In some departments, adjuncts said anecdotally that pay depends on the degree held. One adjunct professor in history, for example, reported that where he or she works, instructors with Ph.D.'s earned about $800 more than those with master’s degrees. Differences are also found among universities within the same systems. At the University of Nebraska at Omaha, adjuncts in the English department reported getting $1,000 less per course than the amount their colleagues on the flagship campus, at Lincoln, said they earned.
Ms. Hanzimanolis, who holds a Ph.D. in English, says the ability to see the “big-picture terrain” about pay on the Adjunct Project site will make it easier for adjuncts to maximize their own pay.
“The prospect that people will flood to California and to other higher-paying adjunct environments, if they can, is quite likely,” says Ms.

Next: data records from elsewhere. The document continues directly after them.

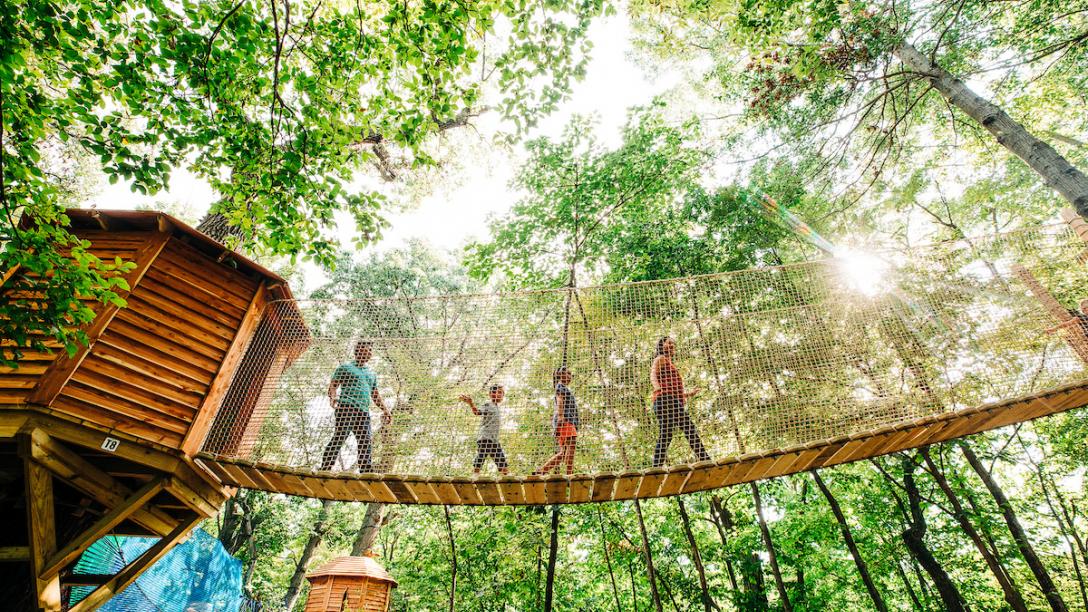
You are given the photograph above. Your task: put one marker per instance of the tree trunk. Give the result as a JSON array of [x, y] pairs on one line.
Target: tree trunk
[[453, 561], [1012, 594], [906, 585], [668, 591], [604, 546], [708, 602], [914, 538], [719, 515], [1020, 536], [1054, 169], [368, 531], [552, 553], [770, 549], [317, 534], [215, 227], [755, 589], [863, 568], [648, 557]]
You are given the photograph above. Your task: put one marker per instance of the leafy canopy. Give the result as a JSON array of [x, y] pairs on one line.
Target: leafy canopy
[[274, 103]]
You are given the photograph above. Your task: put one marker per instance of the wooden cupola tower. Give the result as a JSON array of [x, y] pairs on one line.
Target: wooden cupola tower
[[349, 584], [102, 441]]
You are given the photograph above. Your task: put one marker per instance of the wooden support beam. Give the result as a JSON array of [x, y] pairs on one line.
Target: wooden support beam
[[131, 572], [206, 414], [14, 554], [91, 436], [190, 498], [103, 526], [60, 371], [90, 480], [86, 579], [11, 423], [41, 530]]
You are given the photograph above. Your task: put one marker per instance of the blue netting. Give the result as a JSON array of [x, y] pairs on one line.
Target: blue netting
[[195, 576]]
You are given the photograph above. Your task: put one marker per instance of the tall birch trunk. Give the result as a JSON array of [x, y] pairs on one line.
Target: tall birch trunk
[[1020, 536], [770, 549], [1008, 587], [317, 535], [863, 568], [696, 558], [552, 553], [1055, 170]]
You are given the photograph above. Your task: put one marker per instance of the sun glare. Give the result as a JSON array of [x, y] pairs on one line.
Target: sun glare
[[864, 272]]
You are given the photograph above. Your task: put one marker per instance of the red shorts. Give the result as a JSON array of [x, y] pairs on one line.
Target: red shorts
[[565, 432]]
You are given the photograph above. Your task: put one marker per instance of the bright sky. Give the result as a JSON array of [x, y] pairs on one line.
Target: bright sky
[[450, 217]]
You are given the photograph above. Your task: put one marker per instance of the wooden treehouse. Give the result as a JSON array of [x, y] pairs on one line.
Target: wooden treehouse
[[349, 584], [102, 441]]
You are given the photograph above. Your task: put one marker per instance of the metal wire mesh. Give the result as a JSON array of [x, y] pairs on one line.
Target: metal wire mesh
[[783, 356]]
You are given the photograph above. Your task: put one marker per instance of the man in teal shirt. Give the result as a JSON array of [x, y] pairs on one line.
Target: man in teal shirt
[[358, 389]]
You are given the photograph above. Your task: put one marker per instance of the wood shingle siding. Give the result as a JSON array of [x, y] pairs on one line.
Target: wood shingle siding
[[151, 366]]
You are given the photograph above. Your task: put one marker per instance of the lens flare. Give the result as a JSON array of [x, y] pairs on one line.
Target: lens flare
[[864, 272]]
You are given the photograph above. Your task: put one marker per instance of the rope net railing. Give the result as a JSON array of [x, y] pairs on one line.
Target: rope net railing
[[782, 356]]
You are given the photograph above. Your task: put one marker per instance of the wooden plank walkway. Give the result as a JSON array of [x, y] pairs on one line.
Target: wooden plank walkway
[[654, 482]]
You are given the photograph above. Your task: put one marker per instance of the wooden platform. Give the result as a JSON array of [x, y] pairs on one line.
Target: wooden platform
[[656, 482], [79, 482]]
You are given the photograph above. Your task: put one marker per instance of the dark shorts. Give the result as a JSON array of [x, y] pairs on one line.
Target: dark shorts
[[490, 449]]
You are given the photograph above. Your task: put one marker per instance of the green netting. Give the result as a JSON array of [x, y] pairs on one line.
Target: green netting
[[783, 356], [198, 575]]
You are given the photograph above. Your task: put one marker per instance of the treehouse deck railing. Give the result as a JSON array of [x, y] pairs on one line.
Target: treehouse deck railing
[[784, 357]]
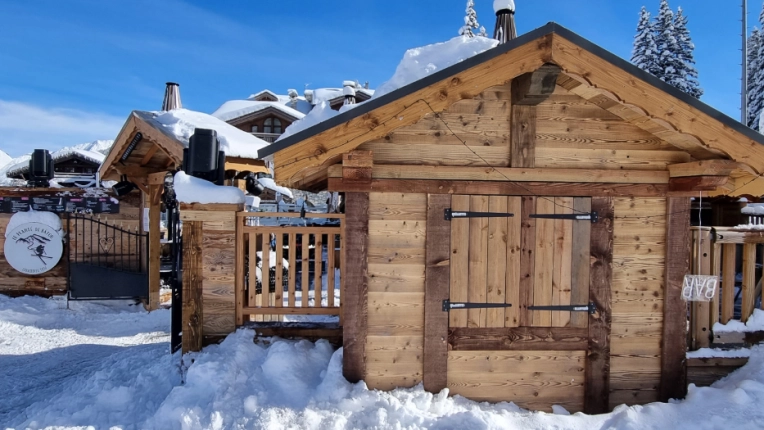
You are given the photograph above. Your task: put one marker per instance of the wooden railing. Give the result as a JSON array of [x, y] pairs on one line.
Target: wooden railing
[[718, 251], [288, 269]]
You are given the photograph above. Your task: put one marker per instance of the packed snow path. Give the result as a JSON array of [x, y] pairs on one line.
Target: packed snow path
[[108, 366]]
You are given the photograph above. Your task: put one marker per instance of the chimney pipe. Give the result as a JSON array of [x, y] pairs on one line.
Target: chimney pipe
[[505, 20], [171, 97]]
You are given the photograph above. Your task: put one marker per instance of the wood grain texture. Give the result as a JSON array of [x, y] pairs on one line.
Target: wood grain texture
[[355, 295], [193, 284], [674, 344], [518, 339], [437, 289], [601, 271]]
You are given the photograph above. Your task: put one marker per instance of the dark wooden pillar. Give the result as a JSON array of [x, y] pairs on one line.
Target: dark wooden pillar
[[356, 288], [674, 347], [597, 384], [437, 285]]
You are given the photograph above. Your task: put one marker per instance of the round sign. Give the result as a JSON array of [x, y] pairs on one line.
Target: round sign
[[33, 248]]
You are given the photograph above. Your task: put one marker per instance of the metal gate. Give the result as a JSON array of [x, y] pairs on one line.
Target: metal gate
[[106, 261]]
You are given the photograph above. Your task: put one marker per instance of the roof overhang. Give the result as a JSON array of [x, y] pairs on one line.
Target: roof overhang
[[587, 70]]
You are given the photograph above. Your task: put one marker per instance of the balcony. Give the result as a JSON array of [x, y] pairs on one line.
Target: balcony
[[268, 137]]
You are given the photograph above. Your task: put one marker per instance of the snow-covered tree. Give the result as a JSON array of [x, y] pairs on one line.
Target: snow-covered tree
[[645, 52], [754, 93], [687, 78], [470, 20]]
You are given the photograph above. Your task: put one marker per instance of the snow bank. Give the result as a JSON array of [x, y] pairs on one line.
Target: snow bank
[[417, 63], [755, 323], [181, 123], [48, 218], [190, 189]]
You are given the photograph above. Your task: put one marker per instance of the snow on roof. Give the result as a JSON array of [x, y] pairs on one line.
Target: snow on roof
[[416, 64], [238, 108], [181, 123], [190, 189], [503, 4]]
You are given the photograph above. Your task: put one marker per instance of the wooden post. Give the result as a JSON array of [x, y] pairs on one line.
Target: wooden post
[[155, 246], [597, 383], [356, 288], [192, 286], [437, 286], [674, 343]]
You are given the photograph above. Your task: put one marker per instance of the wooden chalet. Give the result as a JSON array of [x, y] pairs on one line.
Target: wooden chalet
[[596, 162]]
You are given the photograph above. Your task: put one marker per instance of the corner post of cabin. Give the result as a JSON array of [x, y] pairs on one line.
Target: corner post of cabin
[[674, 348], [597, 372], [357, 169], [155, 187], [209, 272]]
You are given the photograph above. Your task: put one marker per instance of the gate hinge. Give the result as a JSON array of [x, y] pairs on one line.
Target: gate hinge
[[449, 305], [451, 214], [591, 308], [593, 217]]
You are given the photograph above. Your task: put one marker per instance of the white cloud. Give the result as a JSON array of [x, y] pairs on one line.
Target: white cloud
[[24, 127]]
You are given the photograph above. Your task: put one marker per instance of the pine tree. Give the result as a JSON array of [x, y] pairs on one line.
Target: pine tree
[[687, 78], [669, 65], [470, 20], [645, 52], [753, 90]]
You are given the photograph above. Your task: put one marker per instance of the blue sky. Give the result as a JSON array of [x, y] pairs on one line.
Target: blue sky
[[71, 71]]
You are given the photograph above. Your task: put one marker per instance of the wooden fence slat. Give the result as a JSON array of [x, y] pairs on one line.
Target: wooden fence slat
[[728, 282], [292, 268]]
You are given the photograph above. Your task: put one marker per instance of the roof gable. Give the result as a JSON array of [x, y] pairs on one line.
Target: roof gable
[[591, 72]]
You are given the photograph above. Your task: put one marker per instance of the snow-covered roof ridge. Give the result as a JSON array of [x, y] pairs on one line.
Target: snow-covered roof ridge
[[238, 108], [181, 123]]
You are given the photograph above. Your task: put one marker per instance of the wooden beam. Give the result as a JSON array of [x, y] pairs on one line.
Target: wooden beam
[[674, 342], [146, 158], [504, 174], [155, 246], [697, 183], [518, 339], [436, 289], [507, 188], [192, 286], [597, 385], [355, 295], [535, 87]]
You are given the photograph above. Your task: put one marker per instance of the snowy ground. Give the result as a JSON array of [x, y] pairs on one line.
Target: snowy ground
[[108, 366]]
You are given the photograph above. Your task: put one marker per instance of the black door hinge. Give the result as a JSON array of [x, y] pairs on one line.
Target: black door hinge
[[591, 308], [449, 305], [450, 214], [593, 216]]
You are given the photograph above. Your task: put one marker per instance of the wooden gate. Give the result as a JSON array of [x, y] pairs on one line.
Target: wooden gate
[[519, 298]]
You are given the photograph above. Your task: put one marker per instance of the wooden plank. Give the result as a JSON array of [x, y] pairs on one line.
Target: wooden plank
[[728, 282], [192, 287], [523, 136], [674, 342], [496, 276], [460, 241], [514, 255], [507, 188], [437, 286], [478, 254], [527, 260], [563, 255], [355, 293], [155, 247], [601, 271], [518, 339], [748, 293], [544, 267], [579, 277], [292, 281]]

Hanzimanolis, who is now teaching at three institutions: De Anza, City College of San Francisco, and Cañada.
The project’s data about unionized adjuncts show that unions have more organizing work to do. About 22 percent of adjuncts reported that they were union members. Seventy percent of adjuncts said they didn’t participate in faculty governance. One reason for that could be that, in many cases, adjuncts aren’t sure that taking on such a responsibility is worth the time.
“We’re not compensated when we do that,” Peter Feiden, an adjunct economics professor at Montgomery College, in Maryland, says of part-time faculty members there. He earns about $3,000 per course at Montgomery and about $6,000 per course at Catholic University of America, where he is also an adjunct. “It becomes difficult for somebody like me to agree to sit on a governance committee when I’m paid by the course.”
Another well-known shortcoming of adjunct work is the lack of health-care and retirement benefits at many institutions. Seventy-nine percent of adjuncts reported that they didn’t get health insurance at their college. Only 14 percent of adjuncts said they had retirement benefits or the opportunity to buy into a group retirement plan.
“I really think the only way that these issues are going to be tackled is by unionization,” says Mr. Feiden, who is active in the part-time-faculty union at Montgomery.
As more adjuncts share their experiences on the site, the project’s data set becomes richer. And adjuncts say they become more empowered.
“When I first made the spreadsheet, I had one intention: that people who were thinking about getting a job somewhere could look and see what the job paid,” the Adjunct Project’s Mr. Boldt says. The ability to compare institutions allows adjuncts to make choices about where to work based on pay and others’ reviews.
“In the past adjuncts essentially had no power to do something like that,” Mr. Boldt says, “but now they do.”